On 22 February 2011, Behgjet Pacolli was elected President of Kosovo as a part of a power sharing agreement with Hashim Thaçi.[24] The same day the parliament of the Republic of Kosovo chose Pacolli as the President of the Republic.[19][20][21][22] Pacolli submitted his resignation after the Constitutional Court’s opinion was that: "the Decision of the Assembly of the Republic of Kosovo, No. 04-V-04, concerning the election of the President of the Republic of Kosovo, dated 22 February 2011, is unconstitutional - and shall no longer be in force rom the date of its publication pursuant to Article 116.3 of the Constitution - since it is contrary to the requirements of Article 86 of the Constitution of the Republic of Kosovo and the democratic principles enshrined therein".[25] He announced he would run for presidency again in the immediate election. Later, he agreed to have Atifete Jahjaga elected as president until 2012 when a constitution reform would mandate new direct presidential elections. Pacolli is expected to run in the 2012 election.

Personal life[edit]

Pacolli was married to Anna Oxa, an Italian-Albanian singer, from 1999 to 2002. Previously, he had an affair with a Slovenian and later on an Austrian woman. At present he is married to Russian Maria (Masha) Pacolli (née Sichkova) and is the father of a son and four daughters.
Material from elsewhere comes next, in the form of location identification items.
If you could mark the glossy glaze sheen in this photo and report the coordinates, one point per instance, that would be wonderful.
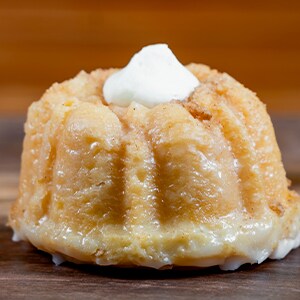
(192, 183)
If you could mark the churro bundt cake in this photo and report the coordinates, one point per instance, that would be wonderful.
(154, 165)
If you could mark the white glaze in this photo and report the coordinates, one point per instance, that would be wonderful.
(153, 76)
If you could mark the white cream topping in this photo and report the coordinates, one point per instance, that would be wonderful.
(153, 76)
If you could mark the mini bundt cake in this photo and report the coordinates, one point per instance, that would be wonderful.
(197, 182)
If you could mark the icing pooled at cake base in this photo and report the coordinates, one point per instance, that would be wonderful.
(152, 182)
(153, 76)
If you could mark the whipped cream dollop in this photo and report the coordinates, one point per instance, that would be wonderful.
(153, 76)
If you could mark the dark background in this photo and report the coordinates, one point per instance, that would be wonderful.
(257, 42)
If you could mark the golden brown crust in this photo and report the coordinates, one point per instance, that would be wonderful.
(183, 183)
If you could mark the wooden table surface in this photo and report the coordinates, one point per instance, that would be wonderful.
(26, 273)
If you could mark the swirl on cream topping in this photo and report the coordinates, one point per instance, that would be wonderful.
(153, 76)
In 2004, three United Nations workers were taken hostage in Kabul, Annette Flannigan, Angelito Nayan and Shqipe Hebibi, who was from Kosovo and had neither representation nor support from the outside. Behgjet Pacolli traveled to Afghanistan for one month of intensive personal work and negotiations on their behalf and has been credited with securing their release.

Mr. Pacolli is also internationally known for his work to release UN hostages being held in Afghanistan.[26]

It was two years later that the whole story repeated itself when the Italian citizen, Gabrielle Torsello was kidnapped in Afghanistan. Behgjet Pacolli was contacted by the Italian services in order to negotiate her liberation and was successful in doing so.[27][28][29][30]

In 1993, Pacolli established "Les Enfants du Sakha", a fund with the stated goal of providing help in the medical care, education and recreation of children.[31]

Mabetex sent, using its own structure and with the help of its employees, many tons of first aid goods to refugees camps in Albania; helped other institutions in Italy and Switzerland to envoy goods using Mabetex's trucks.[31]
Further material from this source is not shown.